Cosa c’è dietro i nostri piatti? Qual è la loro storia socioculturale? Qual è il significato del piatto, e del mangiare, nella prospettiva femminista? Questi sono solo alcuni dei quesiti che si pone la giornalista franco-tedesca Annabelle Hirsch, in Il piatto. Una storia di donne, di appetiti e di emancipazione in un oggetto quotidiano (Corbaccio, 2025). Attraverso una panoramica di cene, piatti, tavole, Annabelle Hirsch ci racconta la storia di casalinghe, suffragette, artiste che, di fronte a una società patriarcale abituata a reprimere subdolamente l’appetito femminile, opposero una battaglia fatta di corpi affamati nonché una feroce «guerra di piatti».
Fin dall’infanzia, alle donne sono impartiti valori comportamentali quali la raffinatezza, il contegno, l’eleganza che, una volta trasferitesi a tavola, diventano sinonimo di scarso appetito. «Le donne, quelle adulte, quelle raffinate», riflette Hirsch, «non prendevano semplicemente quello che volevano, ma si facevano sempre pregare un po’ per mangiare». In una delle più celebri opere della letteratura femminista novecentesca, Una stanza tutta per sé, Virginia Woolf ci introduce in due scenari caserecci di banchetto: laddove il primo, tenutosi presso un collegio maschile di Oxbridge, si distingue per l’opulenza e la sapidità delle pietanze – dalle sogliole cotte con cavolini succulenti al dolce ricoperto di zucchero; il secondo, organizzato nel collegio femminile di Fernham, appare, agli occhi, e soprattutto alle papille gustative della scrittrice, estremamente frugale, asciutto e completamente privo di aromi, colori, sapori: un semplice brodo, servito su un piatto fondo totalmente bianco, e una ciotola di prugne insipide. Sulla tavola femminile, regna l’autocensura della fame e del piacere.
Virginia Woolf
Che forza si cela dietro quei piatti? si domanda Hirsch che, servendosi di un banale oggetto quotidiano, racconta la subordinazione socioculturale della donna: il piatto, e il cibo al suo interno, diventano un silenzioso, ma sofisticato strumento per preservare valori più profondi e propri della società patriarcale. «Il piatto vuoto,» scrive l’autrice «diventa metafora del posto che la società è pronta a offrire alle donne, ma anche di quello che loro stesse sono disposte a reclamare per sé». Tra Seicento e Settecento, si cominciò a controllare la fame femminile, collegando in maniera diretta i concetti di “donna” e “alimentazione”: nacque la figura della moderna casalinga, “la custode del focolare” che, relegata ai fornelli della cucina, venne chiamata ad assolvere il compito, o meglio la missione, di nutrire la propria famiglia. La vera essenza femminile, annunciarono medici e filosofi del tempo, tra cui Denis Diderot, consisteva nell’inappetenza, la mancanza di desideri fisici: di conseguenza, il loro dovere era dedicarsi esclusivamente alla soddisfazione dell’appetito altrui, ovvero del proprio marito e dei propri figli. Nutrire la propria famiglia divenne «una prova d’amore della donna verso la famiglia» e, le donne che osavano rifiutare questa missione erano considerate socialmente colpevoli di egoismo e di tradimento.
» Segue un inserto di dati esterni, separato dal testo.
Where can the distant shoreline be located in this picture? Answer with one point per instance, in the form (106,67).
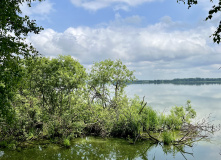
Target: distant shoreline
(181,81)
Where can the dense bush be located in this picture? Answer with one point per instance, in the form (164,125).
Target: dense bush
(58,99)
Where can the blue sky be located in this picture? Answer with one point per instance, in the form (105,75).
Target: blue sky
(159,39)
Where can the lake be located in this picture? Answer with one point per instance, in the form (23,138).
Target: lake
(205,99)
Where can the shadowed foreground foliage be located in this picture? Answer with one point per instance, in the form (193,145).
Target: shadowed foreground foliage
(58,100)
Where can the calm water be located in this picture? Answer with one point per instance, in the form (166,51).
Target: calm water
(205,99)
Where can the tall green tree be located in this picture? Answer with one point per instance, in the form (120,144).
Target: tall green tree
(106,75)
(214,10)
(13,29)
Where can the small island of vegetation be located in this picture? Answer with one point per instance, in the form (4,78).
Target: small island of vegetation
(57,100)
(182,81)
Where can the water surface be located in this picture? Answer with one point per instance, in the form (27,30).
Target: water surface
(206,99)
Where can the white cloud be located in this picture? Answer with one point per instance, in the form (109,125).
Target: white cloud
(38,8)
(99,4)
(153,51)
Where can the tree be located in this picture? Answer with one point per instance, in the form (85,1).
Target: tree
(55,81)
(106,74)
(13,30)
(212,12)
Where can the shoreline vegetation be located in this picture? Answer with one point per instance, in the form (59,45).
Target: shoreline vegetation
(181,81)
(56,99)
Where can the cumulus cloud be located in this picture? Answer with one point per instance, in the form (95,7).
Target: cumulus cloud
(99,4)
(153,51)
(38,8)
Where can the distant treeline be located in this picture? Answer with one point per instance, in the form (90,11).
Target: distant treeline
(177,81)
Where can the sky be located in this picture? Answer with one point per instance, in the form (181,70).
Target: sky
(158,39)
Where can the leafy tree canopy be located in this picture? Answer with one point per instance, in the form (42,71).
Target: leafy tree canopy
(215,9)
(13,29)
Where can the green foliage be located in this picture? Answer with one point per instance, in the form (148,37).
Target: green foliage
(107,75)
(13,29)
(57,100)
(168,138)
(66,142)
(215,9)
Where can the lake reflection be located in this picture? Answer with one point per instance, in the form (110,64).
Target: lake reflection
(205,99)
(90,148)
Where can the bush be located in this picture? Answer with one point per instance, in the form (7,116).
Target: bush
(168,137)
(66,142)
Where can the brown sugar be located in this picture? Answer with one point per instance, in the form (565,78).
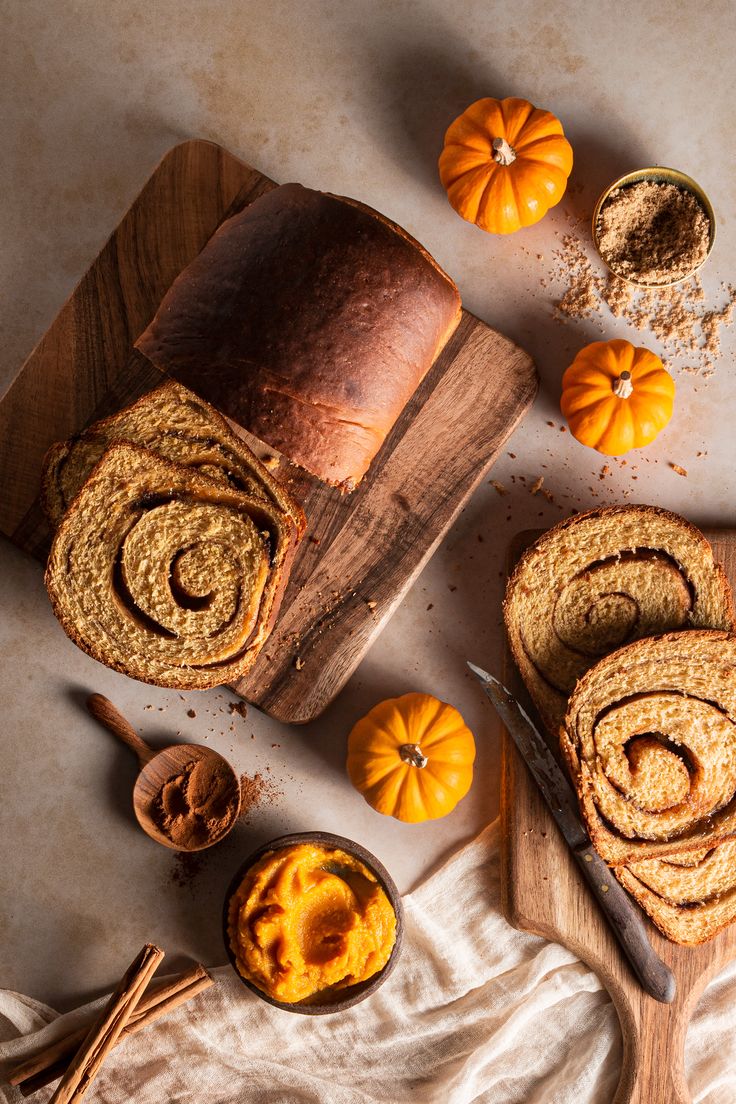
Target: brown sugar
(678,316)
(652,233)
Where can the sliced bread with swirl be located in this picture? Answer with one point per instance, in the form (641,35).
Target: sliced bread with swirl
(650,739)
(166,574)
(178,425)
(601,580)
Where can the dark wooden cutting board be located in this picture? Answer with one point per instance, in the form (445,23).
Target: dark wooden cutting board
(363,550)
(545,894)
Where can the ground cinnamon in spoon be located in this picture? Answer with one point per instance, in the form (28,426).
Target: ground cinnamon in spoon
(652,233)
(196,806)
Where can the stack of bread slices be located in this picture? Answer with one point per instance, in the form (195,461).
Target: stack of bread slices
(622,626)
(172,542)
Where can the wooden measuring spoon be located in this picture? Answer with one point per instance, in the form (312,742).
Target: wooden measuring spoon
(202,811)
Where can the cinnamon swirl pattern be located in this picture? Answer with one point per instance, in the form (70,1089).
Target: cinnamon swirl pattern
(603,580)
(178,425)
(650,739)
(167,575)
(690,897)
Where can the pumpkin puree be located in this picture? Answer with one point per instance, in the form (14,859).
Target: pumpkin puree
(307,919)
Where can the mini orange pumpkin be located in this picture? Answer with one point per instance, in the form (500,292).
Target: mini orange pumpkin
(504,163)
(617,396)
(412,757)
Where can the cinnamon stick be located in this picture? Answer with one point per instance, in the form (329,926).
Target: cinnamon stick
(46,1065)
(105,1031)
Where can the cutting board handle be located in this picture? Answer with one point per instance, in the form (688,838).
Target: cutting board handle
(653,1069)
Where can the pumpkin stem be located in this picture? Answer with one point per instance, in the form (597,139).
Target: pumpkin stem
(622,385)
(503,154)
(412,754)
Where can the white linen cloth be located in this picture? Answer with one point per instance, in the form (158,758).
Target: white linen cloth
(475,1011)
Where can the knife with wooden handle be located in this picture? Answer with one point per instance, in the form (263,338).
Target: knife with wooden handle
(624,916)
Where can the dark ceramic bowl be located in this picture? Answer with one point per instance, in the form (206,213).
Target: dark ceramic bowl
(338,999)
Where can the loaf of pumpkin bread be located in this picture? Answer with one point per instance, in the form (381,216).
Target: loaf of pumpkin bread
(166,574)
(309,319)
(178,425)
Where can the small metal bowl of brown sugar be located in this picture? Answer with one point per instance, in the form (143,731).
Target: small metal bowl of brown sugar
(653,227)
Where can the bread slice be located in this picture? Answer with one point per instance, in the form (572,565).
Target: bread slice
(690,897)
(309,319)
(600,580)
(178,425)
(650,741)
(166,574)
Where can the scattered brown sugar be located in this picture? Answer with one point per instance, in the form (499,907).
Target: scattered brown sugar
(257,789)
(652,232)
(678,316)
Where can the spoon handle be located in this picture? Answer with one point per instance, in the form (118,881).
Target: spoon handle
(104,711)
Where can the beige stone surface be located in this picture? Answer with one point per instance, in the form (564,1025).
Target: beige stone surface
(353,98)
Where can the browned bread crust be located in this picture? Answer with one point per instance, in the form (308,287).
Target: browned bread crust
(178,425)
(690,897)
(167,575)
(651,736)
(310,320)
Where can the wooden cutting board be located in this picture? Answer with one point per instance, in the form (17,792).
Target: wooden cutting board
(363,550)
(545,894)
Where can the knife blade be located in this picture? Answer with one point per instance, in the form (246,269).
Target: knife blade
(624,916)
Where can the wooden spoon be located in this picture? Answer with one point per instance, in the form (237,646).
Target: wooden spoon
(201,811)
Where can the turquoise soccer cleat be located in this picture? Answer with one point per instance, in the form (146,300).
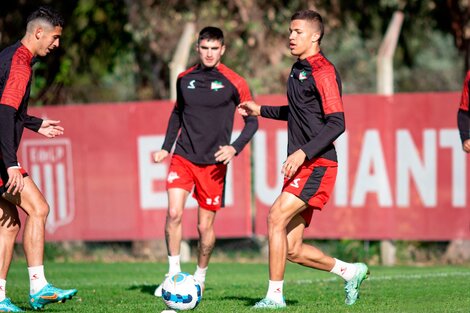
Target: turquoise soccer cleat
(50,294)
(7,306)
(269,304)
(352,287)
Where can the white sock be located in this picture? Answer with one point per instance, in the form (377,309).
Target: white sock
(37,280)
(275,291)
(174,264)
(200,274)
(344,270)
(3,288)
Inoltre, se la natura delle donne era avere scarso appetito, venne richiesto loro di mangiare poco, il necessario per sostentarsi e continuare a servire la famiglia, e molto spesso – cosa che succede ancora oggi – la donna/moglie/madre/casalinga, dopo aver cucinato colazione, pranzo, merenda, cena, apparecchiato la tavola e servito grandi porzioni al marito e ai figli, si limitava perlopiù a spizzicare gli avanzi altrui.
In quale modo sottrarre il proprio piatto al controllo degli uomini? Se il rifiuto di mangiare, tipico dei comportamenti anoressici, finisce per esasperare la riduzione della donna al proprio corpo, la grande strada da seguire è quella tracciata da artiste come la pittrice inglese Vanessa Bell, sorella di Virginia Woolf che, insieme al marito pittore Duncan Grant, nel 1932, disegnò una serie di piatti colorati di porcellana con l’effigie di donne distintesi per non «aver trattenuto il proprio appetito per compiacere la società, raggiugendo così risultati notevoli» – la Famous Women Dinner Service. O ancora l’installazione The Dinner Party, esposta per la prima volta, al Brooklyn Museum di New York, nel 1979, in cui l’artista americana Judy Chicago “apparecchiò” una tavola triangolare di trentanove posti, tutti dedicati a figure femminili importanti della storia, con i piatti a forma di vulva. La domanda, posta da entrambe le opere, risuona ancora oggi: Qual è il posto della donna nella storia e nella società?